How Insurance Companies Protect Themselves From Fraud
Insurance companies always take risk whenever they write an insurance policy to a client. The problem with some clients is that they intentionally attempt to dupe insurance companies and commit fraud so they could benefit from earning money from the claims they make from the insurer. In order to combat fraud and safeguard their interest, insurance companies came up with six principles of insurance. This prevents and protects them from having to pay clients who have maliciously intended to commit fraud for the purpose of personal gain.
Utmost Good Faith – this principle states the good faith of the insurer that the client fully discloses everything about the item they are insuring. In doing so, the insurer can properly assess the value of what is being insured and its relative risk. Proper disclosure is necessary as this is a measure of good faith between the insurer and the client.

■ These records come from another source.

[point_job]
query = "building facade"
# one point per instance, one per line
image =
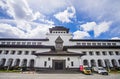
(59, 52)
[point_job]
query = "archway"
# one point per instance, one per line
(119, 61)
(31, 64)
(100, 63)
(107, 63)
(9, 63)
(17, 62)
(114, 63)
(24, 63)
(85, 62)
(3, 62)
(93, 63)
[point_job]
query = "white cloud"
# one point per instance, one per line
(66, 15)
(80, 34)
(98, 29)
(101, 28)
(8, 31)
(88, 26)
(99, 9)
(118, 38)
(20, 10)
(48, 6)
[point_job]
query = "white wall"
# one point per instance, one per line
(41, 59)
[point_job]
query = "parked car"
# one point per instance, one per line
(87, 70)
(100, 70)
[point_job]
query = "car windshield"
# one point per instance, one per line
(101, 69)
(87, 68)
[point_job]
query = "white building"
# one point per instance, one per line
(59, 52)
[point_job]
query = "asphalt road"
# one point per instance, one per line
(56, 76)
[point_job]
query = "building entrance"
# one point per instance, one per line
(58, 64)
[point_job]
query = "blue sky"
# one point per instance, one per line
(86, 19)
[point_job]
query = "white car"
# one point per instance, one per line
(100, 70)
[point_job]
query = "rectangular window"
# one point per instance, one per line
(78, 43)
(117, 53)
(104, 44)
(104, 52)
(0, 51)
(111, 52)
(23, 43)
(45, 63)
(83, 44)
(28, 43)
(90, 53)
(33, 52)
(26, 52)
(38, 43)
(8, 43)
(72, 64)
(49, 59)
(19, 52)
(94, 44)
(109, 44)
(99, 44)
(13, 52)
(84, 52)
(89, 44)
(13, 43)
(97, 53)
(6, 52)
(33, 43)
(3, 43)
(114, 44)
(18, 43)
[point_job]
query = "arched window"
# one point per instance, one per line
(3, 62)
(24, 63)
(100, 63)
(93, 63)
(17, 62)
(119, 61)
(31, 64)
(9, 63)
(107, 63)
(114, 63)
(85, 62)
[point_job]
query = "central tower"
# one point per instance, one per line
(59, 36)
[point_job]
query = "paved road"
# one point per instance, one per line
(56, 76)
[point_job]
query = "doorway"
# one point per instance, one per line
(58, 64)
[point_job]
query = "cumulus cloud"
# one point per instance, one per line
(48, 6)
(118, 38)
(8, 31)
(20, 9)
(101, 28)
(80, 34)
(88, 26)
(66, 15)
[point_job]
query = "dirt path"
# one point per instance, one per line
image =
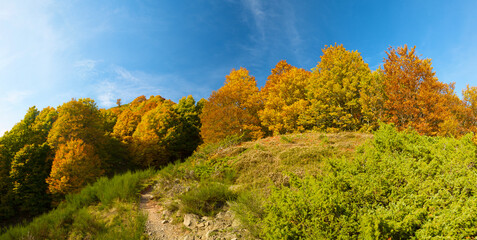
(156, 227)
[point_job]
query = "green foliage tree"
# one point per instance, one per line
(189, 137)
(334, 90)
(29, 169)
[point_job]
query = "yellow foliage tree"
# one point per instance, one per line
(75, 165)
(284, 97)
(233, 109)
(414, 96)
(334, 90)
(155, 135)
(371, 99)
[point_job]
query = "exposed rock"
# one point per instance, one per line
(190, 220)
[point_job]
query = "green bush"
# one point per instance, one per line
(74, 218)
(400, 185)
(207, 199)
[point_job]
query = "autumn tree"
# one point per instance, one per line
(77, 119)
(130, 117)
(334, 90)
(469, 118)
(82, 120)
(155, 134)
(29, 169)
(76, 164)
(189, 137)
(414, 96)
(284, 97)
(126, 125)
(371, 99)
(233, 109)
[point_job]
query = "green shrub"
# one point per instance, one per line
(74, 218)
(250, 211)
(207, 199)
(400, 185)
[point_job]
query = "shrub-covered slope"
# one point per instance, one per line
(397, 185)
(104, 210)
(390, 185)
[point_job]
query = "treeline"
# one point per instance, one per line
(340, 93)
(53, 152)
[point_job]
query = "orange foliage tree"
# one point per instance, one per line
(233, 109)
(76, 164)
(284, 98)
(77, 119)
(414, 96)
(155, 135)
(334, 90)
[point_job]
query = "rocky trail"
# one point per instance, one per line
(157, 228)
(161, 225)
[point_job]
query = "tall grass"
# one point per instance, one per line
(81, 215)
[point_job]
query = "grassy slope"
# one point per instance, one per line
(104, 210)
(310, 185)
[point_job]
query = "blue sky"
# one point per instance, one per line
(52, 51)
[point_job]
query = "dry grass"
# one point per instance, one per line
(271, 160)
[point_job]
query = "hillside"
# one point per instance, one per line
(390, 185)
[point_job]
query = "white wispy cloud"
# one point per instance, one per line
(276, 27)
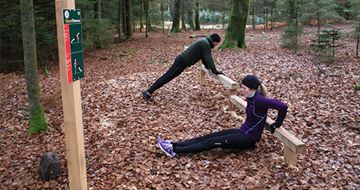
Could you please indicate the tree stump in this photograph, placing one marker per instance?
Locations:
(50, 166)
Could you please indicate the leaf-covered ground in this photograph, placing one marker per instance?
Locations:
(121, 130)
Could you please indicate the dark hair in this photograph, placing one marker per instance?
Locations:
(252, 82)
(215, 37)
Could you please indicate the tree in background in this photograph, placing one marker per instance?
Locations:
(293, 28)
(127, 25)
(320, 10)
(37, 117)
(197, 15)
(355, 6)
(235, 34)
(148, 24)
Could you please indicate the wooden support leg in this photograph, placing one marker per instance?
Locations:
(290, 156)
(231, 105)
(202, 78)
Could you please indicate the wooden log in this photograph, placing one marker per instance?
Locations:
(231, 92)
(226, 81)
(290, 156)
(289, 140)
(202, 78)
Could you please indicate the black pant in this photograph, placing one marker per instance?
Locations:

Insurable Interest – this principle states that the client insures something of importance or value to them. Insuring something that is not deemed as valuable to the client can be roughly considered as an attempt to commit fraud as they would not really lose any sleep even at the loss of the item they have insured.
Indemnity – the insurer will only pay what amounts to the value of cost of repairs or replacement and not a cent more. Under this principle, once given claims, the insurer indemnifies that the insured item is now at its pre-damaged state.
Proximate Cause – since there are different coverage per insurance type, in the eventuality that the loss or damage of the insured item occurs, if the result comes a different coverage that is not within the coverage policy of the policyholder, the insurance company will deny and refuse any claims made by the policyholder.
Subrogation – under this principle, if damage is caused by a third party, the insurer will still provide claims for the damages made. However, the insurer will sue the third party to compensate their loss for the claims given to the policyholder. Normally, the amount of compensation they require is more than double than the amount they have lost from the claims.
Contribution – this principle states that a policyholder cannot have the same policies with different insurers. If an eventuality do arise and claims need to be given, only one insurer will provide claim and the amount will be shared by both insurers.